One of our friends sent us this great New Yorker article about something we use every day in our framing studio: compo! Compo is the doughy moldable material we use to produce some of the intricate raised designs and patterns on our carved frames. Its soft and pliable when first mixed but becomes super hard when left to dry. Like the American Wood Column Corp. mentioned in the article, we can select from thousands of molds in APF Munn’s inventory to create the intricate designs of flowers, leaves, shells, beads and rope needed to create a certain design which, after being gilded, have the same rigid qualities as the wood they mimic.
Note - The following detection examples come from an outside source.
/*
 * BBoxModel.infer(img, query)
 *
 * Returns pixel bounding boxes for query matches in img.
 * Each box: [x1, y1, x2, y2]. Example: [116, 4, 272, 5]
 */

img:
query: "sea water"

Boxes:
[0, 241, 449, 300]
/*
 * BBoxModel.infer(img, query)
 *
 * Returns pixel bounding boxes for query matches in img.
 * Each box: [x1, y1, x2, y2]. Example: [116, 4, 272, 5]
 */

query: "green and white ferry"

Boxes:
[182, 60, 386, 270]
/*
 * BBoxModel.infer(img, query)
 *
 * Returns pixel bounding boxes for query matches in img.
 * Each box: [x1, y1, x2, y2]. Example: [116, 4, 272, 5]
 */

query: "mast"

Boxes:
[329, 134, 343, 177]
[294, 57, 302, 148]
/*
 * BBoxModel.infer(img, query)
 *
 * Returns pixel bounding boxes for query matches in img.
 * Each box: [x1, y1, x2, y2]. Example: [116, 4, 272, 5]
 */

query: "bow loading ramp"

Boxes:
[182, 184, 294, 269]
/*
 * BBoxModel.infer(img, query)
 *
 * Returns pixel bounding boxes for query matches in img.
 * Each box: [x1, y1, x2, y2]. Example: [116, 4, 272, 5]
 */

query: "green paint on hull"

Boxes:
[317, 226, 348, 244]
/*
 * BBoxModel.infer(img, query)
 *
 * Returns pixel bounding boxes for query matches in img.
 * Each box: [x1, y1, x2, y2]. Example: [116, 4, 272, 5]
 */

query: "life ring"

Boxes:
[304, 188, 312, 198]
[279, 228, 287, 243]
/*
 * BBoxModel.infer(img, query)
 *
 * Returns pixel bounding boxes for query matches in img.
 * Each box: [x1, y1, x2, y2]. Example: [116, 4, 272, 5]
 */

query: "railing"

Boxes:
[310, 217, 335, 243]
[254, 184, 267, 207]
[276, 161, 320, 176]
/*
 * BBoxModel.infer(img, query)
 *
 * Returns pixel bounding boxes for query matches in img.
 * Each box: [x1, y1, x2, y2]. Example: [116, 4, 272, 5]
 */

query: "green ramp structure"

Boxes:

Compo (short for composition ornament) has been used in picture framing since the Baroque period but was initially developed as a substitute for carved interior ornaments in the 18thcentury. It’s usually made from a recipe of sawdust, whiting and glue, which is the adhesive used to mount the final molded piece to a surface. Once in the mold, the mixture is “cooked” in a small oven to remove most of its moisture. Small ornaments for frame corners are sometimes even called “cookies” because of their toasted color and freshly baked appearance but they are strictly not for eating! While the compo is still warm it is curved or depressed around frame corners or panel where it adheres and hardened to the frame surface that can then be sanded and gessoed to match the rest of its wooden parts.
So happy to see some of our traditional and time tested materials get some press!